Dia seolah mengerti kegagapanku dan tersenyum sambil berjalan ke arah mobilnya. Ia berlalu dengan mobilnya meninggalkan rumah sebelum sempat aku menjawabnya. Padahal aku hanya ingin bilang, apa kabar Gas?
Aku memandangi mobilnya yang melaju hingga hilang bayangan. Lebih dari lima belas tahun sudah aku menyimpan rasa untuknya. Aku tahu itu tak mungkin, tapi sungguh aku tak pernah berharap apapun terhadapnya, aku hanya ingin mencintainya terus entah sampai kapan aku mengikhlaskan rasa itu berlalu. Sambil berjalan menuju rumah aku terus teringat pada mata elang Bagas, mata itu masih sama seperti bertahun lalu ketika pertama kali aku mengenalnya.
Saat itu aku masih bocah lima tahun, yang baru naik ke kelas 1 SD, masih ingusan, polos, dan tak pernah paham dengan carut marutnya perasaan. Meski terlalu nisbi untuk bocah seumuranku dulu, tapi aku merasa ingin dekat dengannya, itu saja tak lebih. Aku melihat seorang anak bermata elang duduk disudut kelas dengan tatapan tajam pada anak-anak yang tengah bermain ayunan. Aku menghampirinya dan duduk disebelahnya.

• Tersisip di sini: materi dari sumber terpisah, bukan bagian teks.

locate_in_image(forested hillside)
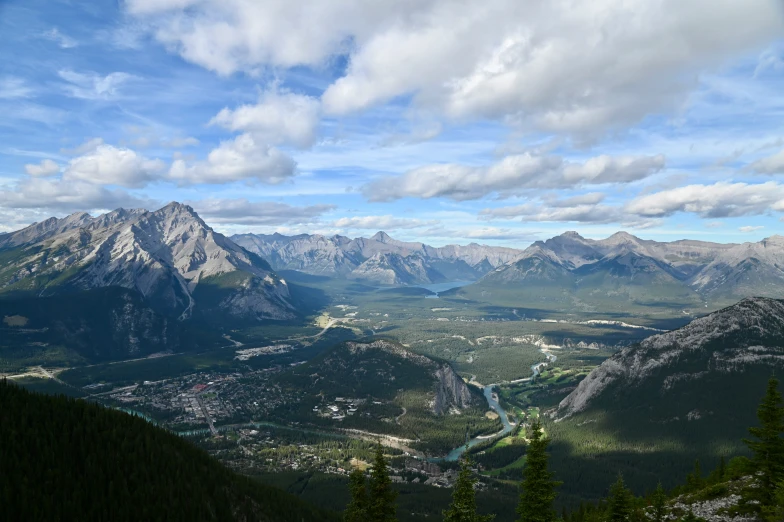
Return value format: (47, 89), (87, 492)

“Namamu siapa? Sepertinya aku tak pernah melihatmu..”
Tanpa menjawab pertanyaanku kau berlari seperti tak ingin siapapun mengganggumu. Belakangan aku baru tahu kau bernama Bagas, anak pindahan dari kota ketika guru mengenalkanmu. Waktu itu aku juga belum tahu bahwa ibumu adalah seorang dokter, dan ayahmu adalah seorang pegawai bank.
Lalu apa salahnya orang sepertiku mengenal anak konglomerat sepertimu?
Bel berbunyi tanda masuk kelas dan memulai pelajaran. Bangku ayunan mulai sepi bergoyang-goyang sendiri bersama angin yang menyapanya. Kau tak dapat teman duduk dan hanya bangku di sebelahku yang kosong, akhirnya sejak saat itu kau adalah teman sebangkuku. Waktu terus beranjak dan kita tetap berdiam dalam pikiran masing-masing yang tak pernah kita sampaikan. Meski begitu tanpa sadar kadang kau memandangku, meminjamkan crayonmu ketika pelajaran menggambar, karena aku hanya punya dua warna, hijau dan merah, atau kadang menungguku pulang bareng hanya untuk berjalan beriringan. Berlanjut hingga bertahun-tahun dan akhirnya kita lulus SD, aku dan kau makin kehilangan makna.
Tanpa terasa aku telah sampai di halaman rumah ketika jam di dinding rumahku menunjukkan waktu pukul 19.15 WIB.
“Bu Ndari ada nduk?”
“Ada buk, katanya uangnya akan dibayar besok. Oiya, bu Ndari bilang minggu depan pesen kue potong dan brownies, masalah berapa jumlahnya nanti dikabari lagi buk”.
“Alhamdulilah, ya sudah kamu ndang makan sana terus siap-siapin baju yang mau kamu bawa besok”.